A man crossed the park and sat next to her.

“I saw the most incredible thing in the woods near Long Lake,” he said, his voice high and excited. “I saw Bigfoot.”

Lena kept her eyes on her book as he spoke.

“I don’t mean like a big, detached human foot.” He spoke so quickly. “Although that would be gross and cool too. I mean Bigfoot. His fur was so clean. Holy shit, so clean.”

Lena looked up from her book and asked to see a photo. The man smiled—his teeth were straight, movie-star white. They were shocking next to his dirt-smeared cheeks. Leaves were stuck in his thick, wavy hair. He reached for his pockets, patted down his chest. Stood up, reached in his back pockets.

“No,” he said. “Stay here, okay? I’ll be right back.” He looked around and broke into a sprint.

“Talk to you later,” Lena yelled at his back. She picked up her phone and texted Tanya: People are nuts here.

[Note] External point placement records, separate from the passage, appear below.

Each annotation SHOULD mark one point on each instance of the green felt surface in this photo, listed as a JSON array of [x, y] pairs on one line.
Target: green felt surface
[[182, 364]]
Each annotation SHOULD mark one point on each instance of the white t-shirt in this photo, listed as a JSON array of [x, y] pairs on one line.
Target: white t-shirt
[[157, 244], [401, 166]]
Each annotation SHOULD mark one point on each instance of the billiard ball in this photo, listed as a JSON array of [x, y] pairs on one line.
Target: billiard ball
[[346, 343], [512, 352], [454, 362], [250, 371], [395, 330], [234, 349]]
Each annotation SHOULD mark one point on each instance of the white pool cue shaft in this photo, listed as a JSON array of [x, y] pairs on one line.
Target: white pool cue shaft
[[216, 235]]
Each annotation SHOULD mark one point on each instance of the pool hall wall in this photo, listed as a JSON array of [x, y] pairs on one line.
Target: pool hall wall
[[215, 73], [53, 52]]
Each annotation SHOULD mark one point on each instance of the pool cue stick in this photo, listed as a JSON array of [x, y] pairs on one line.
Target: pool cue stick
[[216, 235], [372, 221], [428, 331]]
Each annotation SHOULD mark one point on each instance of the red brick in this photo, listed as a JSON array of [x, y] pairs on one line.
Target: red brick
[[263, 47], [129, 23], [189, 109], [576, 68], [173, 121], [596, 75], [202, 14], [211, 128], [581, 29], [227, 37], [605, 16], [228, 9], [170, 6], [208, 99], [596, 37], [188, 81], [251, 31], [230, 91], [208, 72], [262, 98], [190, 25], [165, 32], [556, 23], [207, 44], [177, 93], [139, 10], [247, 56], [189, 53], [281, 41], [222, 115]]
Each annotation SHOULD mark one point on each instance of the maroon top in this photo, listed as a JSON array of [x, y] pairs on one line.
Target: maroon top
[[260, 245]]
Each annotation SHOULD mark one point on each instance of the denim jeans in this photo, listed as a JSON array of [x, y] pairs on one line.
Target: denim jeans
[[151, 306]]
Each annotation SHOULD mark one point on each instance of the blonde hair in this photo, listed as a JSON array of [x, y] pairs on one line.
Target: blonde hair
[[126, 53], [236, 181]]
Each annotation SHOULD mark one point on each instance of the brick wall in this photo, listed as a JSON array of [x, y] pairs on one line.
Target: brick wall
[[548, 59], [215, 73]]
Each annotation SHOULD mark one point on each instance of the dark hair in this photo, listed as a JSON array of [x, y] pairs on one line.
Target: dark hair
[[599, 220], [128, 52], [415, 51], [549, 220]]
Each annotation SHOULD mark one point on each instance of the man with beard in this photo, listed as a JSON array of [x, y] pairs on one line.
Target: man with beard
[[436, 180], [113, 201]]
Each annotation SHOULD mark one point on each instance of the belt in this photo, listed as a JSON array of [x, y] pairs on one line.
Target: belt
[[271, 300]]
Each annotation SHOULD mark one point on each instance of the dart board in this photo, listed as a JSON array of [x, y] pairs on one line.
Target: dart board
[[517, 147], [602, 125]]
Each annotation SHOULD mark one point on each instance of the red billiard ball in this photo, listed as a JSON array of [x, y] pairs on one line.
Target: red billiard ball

By the end of the experiment, Lena was so hungry it was all she could think about. The pellets tasted like grains with no sugar, a generic nut taste, and seemed to make the hunger go away for only 30 minutes. Then her stomach would start complaining again. She had already lost seven pounds and felt like most of the weight had somehow come off her face.

“What is the point of this?” she asked Charlie, with only four more hours to go.

“To get us all bikini ready.”

Lena pulled a stack of yellow sticky notes out of her desk. “I’m so hungry these look delicious.”

Charlie laughed. Lena picked up one, stuffed it into her mouth. It was a pleasure to chew on it, just to feel something different that wasn’t water or pellet.

“If you swallow that,” Pancake Butt said, “you’ll have to start over.”